Changed name of keyword argument for read and parse. ds=True returns Dseqrecord(s) while ds=False returns SeqRecords.

0.1.3

2013-04-09

pydna created from Python-dna.

System Requirements

Python 2.x

This package was developed on and for Python 2.7. Other versions have not been tested.

Python 3.x

This code has not been tried with Python 3. If there is sufficient interest, there might be a Python 3 version in the future.

Installation

PIP

The best way of installing pydna is with pip. Pip is the officially recommended tool for installaion of Python packages from PyPi. Pip installs dependencies automatically.

Linux:

bjorn@bjorn-UL30A:~/Dropbox/pydna$ sudo pip install pydna

Windows:

C:\> pip install pydna

If you do not have pip, you can get it by following these instructions.

Source

If you install from source, you need to install the dependencies (listed above). Download one of the source installers from the pypi site and extract the file.
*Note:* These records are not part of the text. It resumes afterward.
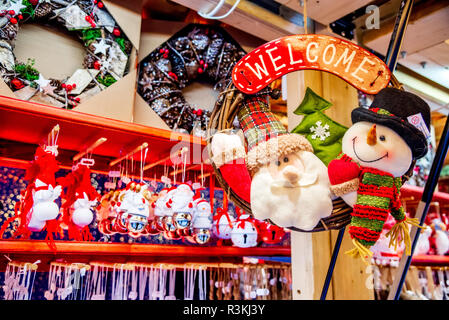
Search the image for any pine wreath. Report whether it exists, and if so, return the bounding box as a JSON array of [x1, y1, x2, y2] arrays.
[[0, 0, 133, 108], [138, 24, 246, 135]]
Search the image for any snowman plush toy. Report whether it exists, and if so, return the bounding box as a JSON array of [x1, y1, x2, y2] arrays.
[[328, 88, 430, 259]]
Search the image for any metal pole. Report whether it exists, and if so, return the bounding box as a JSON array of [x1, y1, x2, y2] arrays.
[[388, 117, 449, 300], [320, 228, 345, 300], [385, 0, 414, 72], [320, 0, 412, 300]]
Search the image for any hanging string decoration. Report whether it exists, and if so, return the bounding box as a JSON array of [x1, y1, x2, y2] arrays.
[[44, 262, 90, 300], [138, 24, 245, 136], [0, 0, 133, 109]]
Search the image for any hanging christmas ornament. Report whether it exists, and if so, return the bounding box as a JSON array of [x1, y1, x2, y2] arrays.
[[171, 183, 195, 230], [192, 200, 212, 244], [127, 183, 151, 238], [0, 136, 62, 248], [213, 208, 235, 240], [58, 159, 100, 241], [256, 220, 286, 244]]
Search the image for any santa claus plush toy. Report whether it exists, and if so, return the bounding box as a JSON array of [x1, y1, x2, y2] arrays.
[[18, 147, 62, 232], [211, 97, 332, 231], [328, 88, 430, 258], [126, 183, 151, 238]]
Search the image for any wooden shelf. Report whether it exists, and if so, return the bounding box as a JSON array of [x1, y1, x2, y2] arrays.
[[0, 96, 212, 177], [412, 255, 449, 267], [0, 240, 291, 258]]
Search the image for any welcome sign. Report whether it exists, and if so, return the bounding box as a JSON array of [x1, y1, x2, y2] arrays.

Open the pydna source code directory (containing the setup.py file) in terminal and type:

python setup.py install

Binary distribution

There are no binary distributions available.

Windows

If dependencies have to be installed separately, this can be done using the binary installers for Windows for those who are not comfortable at the command line:

Dependency

Hyperlink

Python (32,64)

<http://www.python.org/download/>

Biopython (32)

<http://biopython.org/wiki/Download>

Biopython (64)

<http://www.lfd.uci.edu/~gohlke/pythonlibs/#biopython>

networkx (32,64)

<http://www.lfd.uci.edu/~gohlke/pythonlibs/#networkx>

Source Code Repository

Pydna is hosted by google code:

Distribution Structure

README.txt – This file.

LICENSE.txt – What you can do with the code.

setup.py – Installation file.

run_tests.py – run tests by “python run_tests.py”<enter>

pydna/ – The code.

docs/ – Documentation and cookbook.

scripts/ – Miscellaneous and perhaps useful scripts and examples.

tests/ – Testing code.

Todo

  • Add identification of each fragment in the Contig.small_figure method.